Why is the probability 1/N?

  • First element: Probability of being selected = 1 (selected during initialization) × [Probability of not being replaced by the 2nd element] × ... × [Probability of not being replaced by the Nth element]
    = 1 × (1 - 1/2) × (1 - 1/3) × ... × (1 - 1/N)
    = 1 × (1/2) × (2/3) × ... × ((N-1)/N) = 1/N.
  • i-th element: Probability of being selected = 1/i (selected at step i) × [Probability of not being replaced by subsequent elements]
    = 1/i × (1 - 1/(i+1)) × ... × (1 - 1/N) = 1/i × (i/(i+1)) × ... × ((N-1)/N) = 1/N.

Generalization for k ≥ 1
When k elements need to be selected, the algorithm steps are as follows:

  1. Initialization: Directly place the first k elements into the reservoir (result array res).
  2. Traversal Processing: For the i-th element (starting from i = k+1):
    • Decide whether to add the current element to the reservoir with a probability of k/i.
    • If the decision is to add, then randomly replace one element in the reservoir (choosing an index from 1 to k with equal probability).
  3. Termination: After the traversal ends, the k elements in the reservoir constitute the random sampling result.

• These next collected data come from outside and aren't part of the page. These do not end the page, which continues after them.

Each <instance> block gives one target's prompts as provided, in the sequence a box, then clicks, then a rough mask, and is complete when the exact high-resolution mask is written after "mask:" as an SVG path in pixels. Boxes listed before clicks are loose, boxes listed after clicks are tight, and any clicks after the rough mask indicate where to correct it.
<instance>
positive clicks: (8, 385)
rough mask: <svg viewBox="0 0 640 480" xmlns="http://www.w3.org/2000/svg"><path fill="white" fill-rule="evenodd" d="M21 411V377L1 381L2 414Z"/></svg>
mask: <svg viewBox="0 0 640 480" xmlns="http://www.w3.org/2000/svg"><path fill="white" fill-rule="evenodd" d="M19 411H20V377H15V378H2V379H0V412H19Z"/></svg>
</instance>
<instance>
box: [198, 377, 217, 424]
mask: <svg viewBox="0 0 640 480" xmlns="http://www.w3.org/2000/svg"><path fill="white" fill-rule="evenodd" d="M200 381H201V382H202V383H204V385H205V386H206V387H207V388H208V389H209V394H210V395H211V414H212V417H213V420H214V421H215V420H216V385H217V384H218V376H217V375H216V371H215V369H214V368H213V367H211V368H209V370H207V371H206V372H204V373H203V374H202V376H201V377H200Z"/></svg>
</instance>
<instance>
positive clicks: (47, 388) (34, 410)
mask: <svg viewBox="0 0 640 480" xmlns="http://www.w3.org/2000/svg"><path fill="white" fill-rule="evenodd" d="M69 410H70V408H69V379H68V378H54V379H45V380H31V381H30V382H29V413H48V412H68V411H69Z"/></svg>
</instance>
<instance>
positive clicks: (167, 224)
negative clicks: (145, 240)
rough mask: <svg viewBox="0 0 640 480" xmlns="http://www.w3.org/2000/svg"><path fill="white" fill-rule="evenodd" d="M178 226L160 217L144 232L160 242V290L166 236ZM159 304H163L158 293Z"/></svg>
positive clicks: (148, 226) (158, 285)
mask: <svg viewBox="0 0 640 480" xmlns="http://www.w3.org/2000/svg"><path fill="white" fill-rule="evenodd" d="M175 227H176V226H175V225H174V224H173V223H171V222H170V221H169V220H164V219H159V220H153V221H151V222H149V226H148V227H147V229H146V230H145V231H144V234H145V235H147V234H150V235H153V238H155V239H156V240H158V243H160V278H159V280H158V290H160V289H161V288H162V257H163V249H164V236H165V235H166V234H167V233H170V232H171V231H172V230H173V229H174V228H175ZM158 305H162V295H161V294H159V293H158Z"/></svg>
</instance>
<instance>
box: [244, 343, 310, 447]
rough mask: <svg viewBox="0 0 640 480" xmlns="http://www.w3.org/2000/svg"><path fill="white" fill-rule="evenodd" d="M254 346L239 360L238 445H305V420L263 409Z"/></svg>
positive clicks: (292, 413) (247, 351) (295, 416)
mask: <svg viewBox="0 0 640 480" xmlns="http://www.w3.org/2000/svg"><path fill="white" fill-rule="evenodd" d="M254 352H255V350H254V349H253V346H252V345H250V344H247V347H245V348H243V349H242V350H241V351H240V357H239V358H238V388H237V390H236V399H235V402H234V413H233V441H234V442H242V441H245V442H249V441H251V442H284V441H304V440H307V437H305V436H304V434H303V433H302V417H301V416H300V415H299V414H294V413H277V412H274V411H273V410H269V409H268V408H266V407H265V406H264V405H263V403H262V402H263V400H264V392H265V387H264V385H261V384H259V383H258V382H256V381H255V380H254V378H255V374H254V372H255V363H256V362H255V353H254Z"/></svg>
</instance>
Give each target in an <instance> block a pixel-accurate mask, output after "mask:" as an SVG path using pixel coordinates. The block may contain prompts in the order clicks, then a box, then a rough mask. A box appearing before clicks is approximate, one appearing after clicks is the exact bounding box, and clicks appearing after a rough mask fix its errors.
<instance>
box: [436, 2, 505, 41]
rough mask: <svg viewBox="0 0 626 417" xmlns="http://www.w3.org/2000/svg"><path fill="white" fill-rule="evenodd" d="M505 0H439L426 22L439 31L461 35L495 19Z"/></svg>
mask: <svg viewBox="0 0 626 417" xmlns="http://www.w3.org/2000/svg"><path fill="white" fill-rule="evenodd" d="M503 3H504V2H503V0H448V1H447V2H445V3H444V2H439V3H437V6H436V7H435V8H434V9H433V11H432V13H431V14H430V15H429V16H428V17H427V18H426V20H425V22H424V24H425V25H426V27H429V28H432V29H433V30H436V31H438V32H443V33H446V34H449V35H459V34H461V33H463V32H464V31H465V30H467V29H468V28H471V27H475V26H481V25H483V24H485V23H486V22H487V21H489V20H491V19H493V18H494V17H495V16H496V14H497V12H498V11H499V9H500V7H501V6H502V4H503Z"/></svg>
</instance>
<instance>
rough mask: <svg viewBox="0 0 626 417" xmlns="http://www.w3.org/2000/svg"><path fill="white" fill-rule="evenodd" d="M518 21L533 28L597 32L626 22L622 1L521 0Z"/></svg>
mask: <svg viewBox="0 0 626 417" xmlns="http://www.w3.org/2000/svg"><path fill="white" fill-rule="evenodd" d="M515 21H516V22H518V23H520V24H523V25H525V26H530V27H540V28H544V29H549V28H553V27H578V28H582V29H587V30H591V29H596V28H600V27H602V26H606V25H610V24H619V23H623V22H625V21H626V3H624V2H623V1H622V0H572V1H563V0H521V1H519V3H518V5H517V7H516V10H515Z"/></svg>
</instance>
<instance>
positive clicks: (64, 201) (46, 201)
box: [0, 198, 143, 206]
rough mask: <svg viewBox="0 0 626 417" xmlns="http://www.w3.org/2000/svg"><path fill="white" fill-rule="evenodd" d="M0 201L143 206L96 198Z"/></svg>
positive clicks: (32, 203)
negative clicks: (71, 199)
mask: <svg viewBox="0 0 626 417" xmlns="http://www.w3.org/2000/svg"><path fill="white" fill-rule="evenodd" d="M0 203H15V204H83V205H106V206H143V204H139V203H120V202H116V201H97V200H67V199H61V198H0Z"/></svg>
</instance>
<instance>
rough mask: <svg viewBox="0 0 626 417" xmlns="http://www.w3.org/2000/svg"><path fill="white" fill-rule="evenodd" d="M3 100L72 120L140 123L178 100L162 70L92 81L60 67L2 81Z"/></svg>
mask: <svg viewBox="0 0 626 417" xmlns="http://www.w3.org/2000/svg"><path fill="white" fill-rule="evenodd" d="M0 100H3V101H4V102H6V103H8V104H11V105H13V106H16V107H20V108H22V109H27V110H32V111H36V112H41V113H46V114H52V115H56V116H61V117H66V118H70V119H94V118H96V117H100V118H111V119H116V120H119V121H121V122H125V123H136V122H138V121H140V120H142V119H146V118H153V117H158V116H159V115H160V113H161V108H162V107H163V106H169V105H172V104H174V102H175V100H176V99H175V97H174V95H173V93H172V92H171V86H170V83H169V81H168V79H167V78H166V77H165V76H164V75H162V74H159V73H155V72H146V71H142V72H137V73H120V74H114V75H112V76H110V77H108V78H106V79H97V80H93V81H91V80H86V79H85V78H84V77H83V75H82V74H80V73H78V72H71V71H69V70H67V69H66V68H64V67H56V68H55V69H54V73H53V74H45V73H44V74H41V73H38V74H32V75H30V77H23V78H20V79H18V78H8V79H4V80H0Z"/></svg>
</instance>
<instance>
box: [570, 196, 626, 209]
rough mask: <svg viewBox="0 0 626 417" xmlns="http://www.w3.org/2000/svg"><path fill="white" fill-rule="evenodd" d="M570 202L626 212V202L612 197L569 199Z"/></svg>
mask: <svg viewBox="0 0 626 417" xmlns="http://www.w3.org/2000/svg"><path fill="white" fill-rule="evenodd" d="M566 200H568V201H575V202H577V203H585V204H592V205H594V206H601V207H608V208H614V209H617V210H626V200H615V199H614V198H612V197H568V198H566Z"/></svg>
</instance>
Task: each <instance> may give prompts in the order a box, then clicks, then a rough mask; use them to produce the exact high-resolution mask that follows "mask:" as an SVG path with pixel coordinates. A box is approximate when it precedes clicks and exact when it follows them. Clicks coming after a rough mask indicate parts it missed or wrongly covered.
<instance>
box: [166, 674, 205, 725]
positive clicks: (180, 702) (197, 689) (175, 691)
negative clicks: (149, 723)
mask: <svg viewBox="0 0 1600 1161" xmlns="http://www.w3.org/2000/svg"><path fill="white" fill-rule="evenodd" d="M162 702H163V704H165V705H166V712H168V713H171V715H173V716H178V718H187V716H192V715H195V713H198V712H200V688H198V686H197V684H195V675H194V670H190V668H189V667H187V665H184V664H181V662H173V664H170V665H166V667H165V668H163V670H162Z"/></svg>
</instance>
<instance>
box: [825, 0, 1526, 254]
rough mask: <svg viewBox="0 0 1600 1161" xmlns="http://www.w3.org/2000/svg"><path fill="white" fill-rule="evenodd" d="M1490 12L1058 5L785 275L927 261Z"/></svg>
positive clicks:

Why is the probability of each element being selected k/N?

  • For the first k elements:
    They are definitely selected initially. When the i-th element (i > k) is added, the probability that a specific initial element gets replaced = (k/i) × (1/k) = 1/i.
    Therefore, the probability that this initial element ultimately remains = ∏(i=k+1 to N) (1 - 1/i) = k/N.
  • For the i-th element (i > k):
    Probability of being selected = k/i (selected at step i) × ∏(j=i+1 to N) [1 - (k/j) × (1/k)] (not replaced subsequently)
    = k/i × ∏(j=i+1 to N) (1 - 1/j) = k/i × (i/N) = k/N.

Example Demonstration (k=2, data stream [a,b,c,d])

  1. Initialization: res = [a, b] (i=2).
  2. Process c (i=3): Decide whether to add it with probability 2/3. If added, randomly replace one position in res.
  3. Process d (i=4): Decide whether to add it with probability 2/4. If added, randomly replace one position in res.
  4. Ultimately, each of the two elements in res has a probability of being selected equal to 2/4 = 1/2.

Key Application Scenarios

  • Random sampling from big data streams (e.g., log sampling, candidate set generation for recommendation systems).
  • Random node selection from linked lists with unknown total length (e.g., shuffling a song playlist).

Through this clever probabilistic design, the reservoir sampling algorithm achieves fair random sampling from massive data streams with minimal space usage.